Asteroid impacts on Earth were recently found to have tripled in rate starting 290 million years ago, so this might be something we would experience in the future rather than just watch in movies or television shows. However, humans have yet to figure out how to prevent an asteroid from piercing through the Earth's atmosphere or reduce its impact on the planet in case of a collision. But NASA may have found a way.

According to Business Insider, NASA has approved a mission that aims to slam a spacecraft into a "small" asteroid and bump it off course. Dubbed the Double Asteroid Redirection Test (DART), this would be the space agency's first planetary-defense mission.

The asteroid NASA will be attempting to punch is the 150-meter-tall moon asteroid dubbed Didymoon. As hinted by its name, which originates from the Greek word for twins, Didymos, it is part of a double asteroid system and orbits another asteroid that is 800 meters tall.

DART, which will be powered by a solar-electric propulsion system, is scheduled to crash into Didymoon in October 2022. The European Space Agency (ESA) will be helping NASA out in this project with its Hera spacecraft, which will gather data about the asteroid. Hera won't be present at the actual collision, but it will observe Didymoon in the aftermath.

Nancy Chabot, a planetary scientist at Johns Hopkins University's Applied Physics Laboratory and project scientist for DART, previously said that this mission is different from the usual NASA projects as it aims to solve a current problem in the solar system rather than study its past.

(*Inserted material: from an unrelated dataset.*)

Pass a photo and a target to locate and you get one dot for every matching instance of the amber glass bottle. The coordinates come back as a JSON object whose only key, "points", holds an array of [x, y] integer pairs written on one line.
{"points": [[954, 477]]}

"That's one of the big differences, is a lot of the science-driven missions seem to be focused on understanding the past of the solar system, the early solar system, how it all formed," she told Space.com earlier this year. "Planetary defense is really about the present solar system and what are we going to do in the present."

But will the DART spacecraft really be able to knock the asteroid off its course? According to NASA, it definitely can. Weighing 500 kilograms, the spacecraft will slam into Didymoon at 6 kilometers per second. This will change the asteroid's orbital velocity by approximately 0.4 millimeters per second.

"DART would be NASA's first mission to demonstrate what's known as the kinetic impactor technique — striking the asteroid to shift its orbit — to defend against a potential future asteroid impact," Lindley Johnson, planetary defense officer at NASA Headquarters in Washington, said in a statement.